A terceira mishná retoma o momento da imersão ritual desses mesmos prensadores e vindimadores antes de entrarem no serviço, e a controvérsia recai sobre o grau de supervisão necessário para garantir que a imersão de fato ocorreu. Rabi Meir contenta-se em conduzi-los até a entrada da caverna com água, confiando que, uma vez ali, eles se imergirão sozinhos; Rabi Yosei — cuja opinião prevalece — exige que alguém permaneça junto a eles até que a imersão se complete, pois é comum que aleguem falsamente já terem se imergido quando apenas se aproximaram da água ou se aspergiram; Rabi Shimon retoma a distinção da mishná anterior entre utensílios considerados puros ou impuros aos olhos dos próprios trabalhadores para decidir se a supervisão é necessária.
Já te informei que, quando os homens querem pisar as uvas em pureza, purificam os trabalhadores, e então os trazem à vinha para vindimar sua vindima, pois não colhem as uvas para o lagar senão em pureza, já que se tornam aptas a receber impureza, como explicamos ao final de Ohalot. E disse Rabi Meir que, desde o momento em que os trouxe à boca da caverna na qual se imergirão, sabemos que se imergiram, e não são obrigados a demorar-se ali até que se veja sua entrada na água. E Rabi Yosei diz que é necessária uma medida de tempo na imersão, porque às vezes vêm e dizem “eis que nos imergimos”, mas apenas chegaram até a margem da água, aspergiram-se e não se imergiram. E Rabi Shimon diz que, quando eles mesmos se consideram puros e não precisam de imersão, é obrigatório que ele permaneça até que se imirjam.
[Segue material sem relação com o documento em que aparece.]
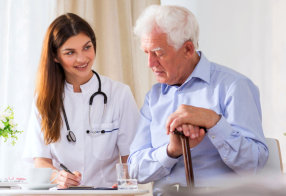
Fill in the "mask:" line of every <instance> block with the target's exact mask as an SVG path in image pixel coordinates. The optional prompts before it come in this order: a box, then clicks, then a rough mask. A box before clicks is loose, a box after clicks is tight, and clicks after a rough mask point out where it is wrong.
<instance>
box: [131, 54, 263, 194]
mask: <svg viewBox="0 0 286 196" xmlns="http://www.w3.org/2000/svg"><path fill="white" fill-rule="evenodd" d="M198 53H199V54H200V56H201V57H200V61H199V63H198V64H197V66H196V67H195V69H194V71H193V72H192V74H191V75H190V76H189V77H188V79H187V80H186V81H185V82H184V83H183V84H182V85H181V86H169V85H167V84H160V83H157V84H155V85H154V86H153V87H152V89H151V90H150V91H149V92H148V93H147V95H146V97H145V102H144V105H143V107H142V108H141V111H140V113H141V119H140V123H139V127H138V130H137V131H138V132H137V134H136V136H135V139H134V140H133V143H132V145H131V148H130V156H129V159H128V163H129V170H130V173H131V176H132V177H133V178H137V179H138V181H139V182H140V183H148V182H151V181H154V193H156V191H157V188H158V187H161V186H164V185H171V184H180V185H182V186H186V178H185V169H184V160H183V157H182V156H181V157H179V158H177V159H174V158H171V157H169V156H168V155H167V145H168V143H169V136H168V135H166V128H165V125H166V120H167V118H168V116H169V115H170V114H171V113H173V112H174V111H176V109H177V108H178V107H179V106H180V105H181V104H186V105H192V106H196V107H203V108H207V109H211V110H213V111H215V112H216V113H217V114H221V119H220V120H219V122H218V123H217V124H216V125H215V126H214V127H212V128H211V129H209V130H208V132H207V134H206V136H205V137H204V139H203V141H202V142H201V143H200V144H199V145H197V146H196V147H194V148H192V149H191V150H192V151H191V154H192V164H193V170H194V177H195V185H196V186H216V182H217V180H218V179H219V178H221V177H223V176H225V175H228V174H235V173H236V174H244V173H248V174H255V173H256V171H257V170H258V169H260V168H262V167H263V166H264V164H265V163H266V161H267V158H268V148H267V146H266V144H265V138H264V135H263V130H262V122H261V107H260V100H259V91H258V88H257V87H256V86H255V85H254V84H253V83H252V82H251V81H250V80H249V79H248V78H247V77H245V76H243V75H242V74H239V73H237V72H235V71H233V70H231V69H229V68H227V67H224V66H221V65H218V64H215V63H212V62H210V61H208V60H207V59H206V57H205V56H204V55H203V54H202V53H201V52H198Z"/></svg>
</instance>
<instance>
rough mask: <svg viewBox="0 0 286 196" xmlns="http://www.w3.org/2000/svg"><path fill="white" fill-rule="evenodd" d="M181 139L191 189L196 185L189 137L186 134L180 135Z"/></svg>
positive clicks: (188, 185)
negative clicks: (185, 136)
mask: <svg viewBox="0 0 286 196" xmlns="http://www.w3.org/2000/svg"><path fill="white" fill-rule="evenodd" d="M180 139H181V143H182V148H183V156H184V163H185V172H186V181H187V185H188V188H189V190H191V189H192V188H193V187H194V172H193V165H192V157H191V150H190V144H189V139H188V138H187V137H185V136H184V135H180Z"/></svg>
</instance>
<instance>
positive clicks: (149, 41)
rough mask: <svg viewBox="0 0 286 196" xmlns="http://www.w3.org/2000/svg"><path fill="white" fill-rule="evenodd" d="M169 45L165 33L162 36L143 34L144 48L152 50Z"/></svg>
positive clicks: (150, 50)
mask: <svg viewBox="0 0 286 196" xmlns="http://www.w3.org/2000/svg"><path fill="white" fill-rule="evenodd" d="M161 35H162V34H161ZM167 46H168V43H167V40H166V37H165V36H164V35H162V36H157V35H155V36H154V35H148V36H143V37H142V39H141V47H142V49H147V50H149V51H152V52H155V51H159V50H163V48H165V47H167Z"/></svg>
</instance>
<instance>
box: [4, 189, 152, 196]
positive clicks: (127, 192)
mask: <svg viewBox="0 0 286 196" xmlns="http://www.w3.org/2000/svg"><path fill="white" fill-rule="evenodd" d="M148 192H149V191H148V190H142V189H138V190H129V191H128V190H25V189H0V195H18V196H24V195H25V196H28V195H77V196H78V195H94V196H96V195H107V196H108V195H109V196H112V195H128V196H129V195H143V194H146V193H148Z"/></svg>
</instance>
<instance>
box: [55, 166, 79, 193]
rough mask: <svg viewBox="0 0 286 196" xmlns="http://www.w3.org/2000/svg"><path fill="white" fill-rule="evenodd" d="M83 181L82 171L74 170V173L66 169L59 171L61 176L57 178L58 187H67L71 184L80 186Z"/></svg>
mask: <svg viewBox="0 0 286 196" xmlns="http://www.w3.org/2000/svg"><path fill="white" fill-rule="evenodd" d="M80 182H81V173H80V172H78V171H74V172H73V174H71V173H68V172H66V171H64V170H61V171H59V176H58V177H57V179H56V180H55V183H56V184H58V188H61V189H65V188H68V187H70V186H78V185H80Z"/></svg>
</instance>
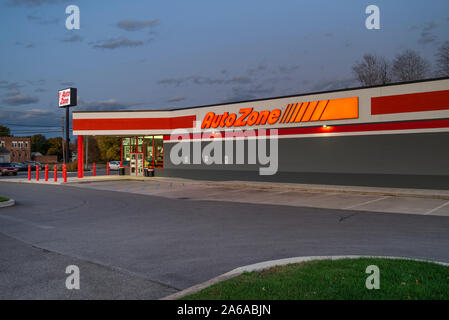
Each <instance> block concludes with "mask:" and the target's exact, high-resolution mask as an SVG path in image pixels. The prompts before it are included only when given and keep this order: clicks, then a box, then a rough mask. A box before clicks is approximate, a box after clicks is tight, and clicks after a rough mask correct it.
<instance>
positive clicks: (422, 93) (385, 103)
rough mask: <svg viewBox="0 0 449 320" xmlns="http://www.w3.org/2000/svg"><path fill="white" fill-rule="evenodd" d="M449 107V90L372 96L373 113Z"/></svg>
mask: <svg viewBox="0 0 449 320" xmlns="http://www.w3.org/2000/svg"><path fill="white" fill-rule="evenodd" d="M448 109H449V90H442V91H432V92H423V93H409V94H399V95H395V96H385V97H374V98H371V114H390V113H404V112H420V111H437V110H448Z"/></svg>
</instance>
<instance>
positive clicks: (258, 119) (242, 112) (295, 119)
mask: <svg viewBox="0 0 449 320" xmlns="http://www.w3.org/2000/svg"><path fill="white" fill-rule="evenodd" d="M358 116H359V102H358V97H351V98H341V99H331V100H319V101H310V102H299V103H291V104H288V105H287V106H286V107H285V108H284V111H281V109H273V110H263V111H257V110H254V108H242V109H240V110H239V114H238V115H237V114H236V113H229V112H224V113H223V114H215V113H214V112H208V113H207V114H206V115H205V116H204V119H203V122H202V124H201V128H202V129H208V128H217V127H221V128H224V127H228V128H229V127H243V126H253V125H256V126H259V125H266V124H268V125H274V124H276V123H279V124H288V123H298V122H308V121H326V120H341V119H354V118H358Z"/></svg>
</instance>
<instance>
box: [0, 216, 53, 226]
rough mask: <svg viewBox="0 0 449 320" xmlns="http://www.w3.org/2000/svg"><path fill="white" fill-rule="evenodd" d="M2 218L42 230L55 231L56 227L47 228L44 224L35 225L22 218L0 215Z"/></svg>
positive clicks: (30, 222) (1, 217)
mask: <svg viewBox="0 0 449 320" xmlns="http://www.w3.org/2000/svg"><path fill="white" fill-rule="evenodd" d="M0 218H3V219H6V220H10V221H14V222H19V223H23V224H27V225H30V226H33V227H36V228H40V229H54V228H55V227H53V226H46V225H43V224H38V223H34V222H31V221H28V220H24V219H20V218H14V217H10V216H5V215H3V214H0Z"/></svg>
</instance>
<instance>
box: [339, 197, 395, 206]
mask: <svg viewBox="0 0 449 320" xmlns="http://www.w3.org/2000/svg"><path fill="white" fill-rule="evenodd" d="M387 198H391V197H389V196H386V197H380V198H377V199H374V200H370V201H365V202H362V203H358V204H355V205H352V206H349V207H345V208H342V209H352V208H355V207H361V206H364V205H365V204H370V203H373V202H377V201H380V200H384V199H387Z"/></svg>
E a halachá é como Rabi Yosei, porque eles também não conhecem a natureza da imersão em sua plenitude, e são levianos quanto à interposição (chatzitzá) e coisas semelhantes.
“Uma vez que os trouxe ao domínio da caverna”: na qual se imergem — como poços, valas e cavernas.
“Basta”: e não tememos que talvez não se imirjam, ou que não imirjam os utensílios, e digam “nos imergimos e os imergimos”.
“É necessário permanecer sobre eles”: porque não são peritos na lei da imersão e da interposição (chatzitzá).
“Puros a seus olhos”: por exemplo, utensílios de outro am haaretz, que a seus olhos são utensílios puros, pois não são cuidadosos quanto ao contato de um am haaretz. E Rabi Shimon segue seu próprio raciocínio, como explicamos acima. E a halachá é como Rabi Yosei.